Nikki ASH held her case for 1 day.


----------



## Trophies

What is Corey thinking to do to the Women's belt with Carmella


----------



## Adapting

Bro wtf why is Belair teasing me?! only one leg out instead of the full shorts.


----------



## La Parka

Trophies said:


> What is Corey thinking to do to the Women's belt with Carmella


Everyone wants to be Paige but there’s only one OG


----------



## wwetna1

The best in ring performer for the women just entered The ring and is going to carry Mella like she’s carried every ppv match this year


----------



## HookedOnThuganomics

Bianca is absolutely annoying I really wish she'd go away


----------



## Oracle

Bianca looks great


----------



## HookedOnThuganomics

wwetna1 said:


> The best in ring performer for the women just entered The ring and is going to carry Mella like she’s carried every ppv match this year


Bianca and Carmella both suck


----------



## HookedOnThuganomics

Oracle said:


> Bianca looks great


Not really, she's obnoxious


----------



## SAMCRO

Chris22 said:


> Carmella held her case for 287 days.
> Alexa held her case for 2 hours and 52 minutes.
> Bayley held her case for 1 hour and 25 minutes.
> Asuka held her case for 25 days, 1 day recognized by WWE as the match aired on tape delay.
> Nikki ASH held her case for 1 day.


Lol well yeah the women have always never had the case long, Carmella is the only one.


----------



## keithf40

I know we all make fun of Carmela but we'd all bang her right?

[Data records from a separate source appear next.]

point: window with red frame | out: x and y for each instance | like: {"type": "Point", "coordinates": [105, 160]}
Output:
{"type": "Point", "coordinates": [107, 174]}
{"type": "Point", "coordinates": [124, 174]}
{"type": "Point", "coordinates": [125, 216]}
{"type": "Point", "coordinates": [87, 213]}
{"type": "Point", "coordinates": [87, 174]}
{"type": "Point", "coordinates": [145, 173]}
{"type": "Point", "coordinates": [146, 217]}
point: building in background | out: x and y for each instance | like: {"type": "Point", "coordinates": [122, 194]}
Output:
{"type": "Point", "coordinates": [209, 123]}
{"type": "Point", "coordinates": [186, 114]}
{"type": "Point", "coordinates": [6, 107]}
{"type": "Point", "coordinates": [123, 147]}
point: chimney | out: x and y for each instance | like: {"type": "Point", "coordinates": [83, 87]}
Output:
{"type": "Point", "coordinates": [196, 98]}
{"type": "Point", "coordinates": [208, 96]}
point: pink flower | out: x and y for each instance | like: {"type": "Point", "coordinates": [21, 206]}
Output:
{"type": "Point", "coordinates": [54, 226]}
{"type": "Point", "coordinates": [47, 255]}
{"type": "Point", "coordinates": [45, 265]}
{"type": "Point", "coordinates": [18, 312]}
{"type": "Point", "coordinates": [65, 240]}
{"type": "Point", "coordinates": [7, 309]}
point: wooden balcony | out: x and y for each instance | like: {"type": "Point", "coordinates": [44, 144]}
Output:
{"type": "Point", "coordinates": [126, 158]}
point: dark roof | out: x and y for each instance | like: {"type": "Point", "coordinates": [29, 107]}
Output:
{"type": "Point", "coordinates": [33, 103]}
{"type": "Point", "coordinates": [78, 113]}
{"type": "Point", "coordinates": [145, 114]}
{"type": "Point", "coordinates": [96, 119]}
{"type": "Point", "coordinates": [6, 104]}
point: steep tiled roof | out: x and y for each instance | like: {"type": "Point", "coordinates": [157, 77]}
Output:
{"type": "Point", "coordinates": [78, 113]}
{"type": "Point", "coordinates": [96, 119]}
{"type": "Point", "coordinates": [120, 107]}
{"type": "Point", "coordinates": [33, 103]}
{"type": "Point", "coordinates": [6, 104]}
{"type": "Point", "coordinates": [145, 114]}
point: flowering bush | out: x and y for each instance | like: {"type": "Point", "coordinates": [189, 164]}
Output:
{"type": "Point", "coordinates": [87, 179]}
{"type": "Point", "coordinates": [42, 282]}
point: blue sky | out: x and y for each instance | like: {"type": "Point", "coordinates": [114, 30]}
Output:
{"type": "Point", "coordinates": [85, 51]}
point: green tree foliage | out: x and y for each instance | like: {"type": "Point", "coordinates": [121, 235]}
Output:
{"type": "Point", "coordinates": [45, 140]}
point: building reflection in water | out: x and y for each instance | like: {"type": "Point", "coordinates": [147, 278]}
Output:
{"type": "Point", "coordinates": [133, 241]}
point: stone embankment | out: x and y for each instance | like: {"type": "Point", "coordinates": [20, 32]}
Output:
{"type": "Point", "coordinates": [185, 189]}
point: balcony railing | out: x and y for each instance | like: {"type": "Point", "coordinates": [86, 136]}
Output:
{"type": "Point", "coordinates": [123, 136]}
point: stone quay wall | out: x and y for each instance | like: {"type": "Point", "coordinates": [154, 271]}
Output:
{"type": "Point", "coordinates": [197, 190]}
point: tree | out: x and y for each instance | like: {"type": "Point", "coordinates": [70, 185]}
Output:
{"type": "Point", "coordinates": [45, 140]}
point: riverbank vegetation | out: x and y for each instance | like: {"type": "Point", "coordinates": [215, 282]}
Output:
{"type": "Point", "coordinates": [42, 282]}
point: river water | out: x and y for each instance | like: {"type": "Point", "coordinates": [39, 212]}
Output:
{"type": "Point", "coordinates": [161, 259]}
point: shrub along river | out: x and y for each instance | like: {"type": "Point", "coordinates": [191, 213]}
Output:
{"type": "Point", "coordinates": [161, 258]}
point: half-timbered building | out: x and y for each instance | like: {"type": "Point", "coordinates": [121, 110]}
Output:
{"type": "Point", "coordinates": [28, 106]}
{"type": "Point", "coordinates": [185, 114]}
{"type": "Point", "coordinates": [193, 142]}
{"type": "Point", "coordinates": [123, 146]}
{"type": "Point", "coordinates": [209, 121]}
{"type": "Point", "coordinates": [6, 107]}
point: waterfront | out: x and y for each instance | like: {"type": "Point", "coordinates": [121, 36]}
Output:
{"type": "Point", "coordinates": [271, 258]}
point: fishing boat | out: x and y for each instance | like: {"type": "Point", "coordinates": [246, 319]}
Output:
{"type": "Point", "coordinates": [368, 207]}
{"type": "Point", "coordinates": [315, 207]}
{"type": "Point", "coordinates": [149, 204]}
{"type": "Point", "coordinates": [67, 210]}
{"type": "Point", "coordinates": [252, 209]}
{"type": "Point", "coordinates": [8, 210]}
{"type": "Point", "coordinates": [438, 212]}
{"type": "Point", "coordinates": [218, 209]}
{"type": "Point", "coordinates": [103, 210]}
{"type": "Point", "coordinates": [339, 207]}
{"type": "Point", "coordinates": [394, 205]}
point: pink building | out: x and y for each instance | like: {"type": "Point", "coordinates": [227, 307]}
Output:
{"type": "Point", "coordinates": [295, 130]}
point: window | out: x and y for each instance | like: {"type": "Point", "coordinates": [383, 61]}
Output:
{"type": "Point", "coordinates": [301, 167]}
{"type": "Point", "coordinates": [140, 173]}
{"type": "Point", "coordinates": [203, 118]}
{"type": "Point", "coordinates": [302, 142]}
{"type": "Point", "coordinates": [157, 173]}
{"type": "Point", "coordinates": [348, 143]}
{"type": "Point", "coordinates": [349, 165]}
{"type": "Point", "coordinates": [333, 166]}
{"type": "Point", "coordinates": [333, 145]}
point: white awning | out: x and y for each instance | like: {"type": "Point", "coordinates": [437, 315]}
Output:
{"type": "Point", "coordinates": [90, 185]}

Sent from my SM-G991U using Tapatalk


----------



## La Parka

HookedOnThuganomics said:


> Bianca and Carmella both suck


- an orange Cassidy fan


----------



## wwetna1

I miss looking at Zelina lol


----------



## keithf40

wwetna1 said:


> I miss looking at Zelina lol


Me too

Sent from my SM-G991U using Tapatalk


----------



## HookedOnThuganomics

La Parka said:


> - an orange Cassidy fan


Orange Cassidy is an actual star


----------



## SAMCRO

keithf40 said:


> I know we all make fun of Carmela but we'd all bang her right
> 
> Sent from my SM-G991U using Tapatalk


I mean yeah but she'd be low on my pick if i had the option of any woman in the WWE.


----------



## CowboyKurtAngle

keithf40 said:


> I know we all make fun of Carmela but we'd all bang her right?
> 
> Sent from my SM-G991U using Tapatalk


And make Graves do commentary during it


----------



## wwetna1

I always wonder when they will have Graves cheat for her


----------



## wwetna1

CowboyKurtAngle said:


> And make Graves do commentary during it


😂😂 now that’s some John Morrison shit


----------



## keithf40

SAMCRO said:


> I mean yeah but she'd be low on my pick if i had the option of any woman in the WWE.


Um I'm pretty sure you do 

Sent from my SM-G991U using Tapatalk


----------



## Hephaesteus

wtf is mella wearing?


----------



## CowboyKurtAngle

wwetna1 said:


> I always wonder when they will have Graves cheat for her


He is cleared. Probably end up fighting McAfee at some point.


----------



## Adapting

wwetna1 said:


> 😂😂 now that’s some John Morrison shit


----------



## Hephaesteus

keithf40 said:


> I know we all make fun of Carmela but we'd all bang her right?
> 
> Sent from my SM-G991U using Tapatalk


thats all you sir


----------



## Muskoka Redneck

Carmella is fuckin hot. Put the belt on her, fuck, why not.


----------



## keithf40

Hephaesteus said:


> wtf is mella wearing?


Not much 

Sent from my SM-G991U using Tapatalk


----------



## CowboyKurtAngle

wwetna1 said:


> 😂😂 now that’s some John Morrison shit


They may take our wives....


----------



## the_hound

Hephaesteus said:


> wtf is mella wearing?


that would be clothes


----------



## Lady Eastwood

keithf40 said:


> I know we all make fun of Carmela but we'd all bang her right?
> 
> Sent from my SM-G991U using Tapatalk


i guess if you like more masculine women’s faces and monkey ears, sure.


----------



## wwetna1

CowboyKurtAngle said:


> He is cleared. Probably end up fighting McAfee at some point.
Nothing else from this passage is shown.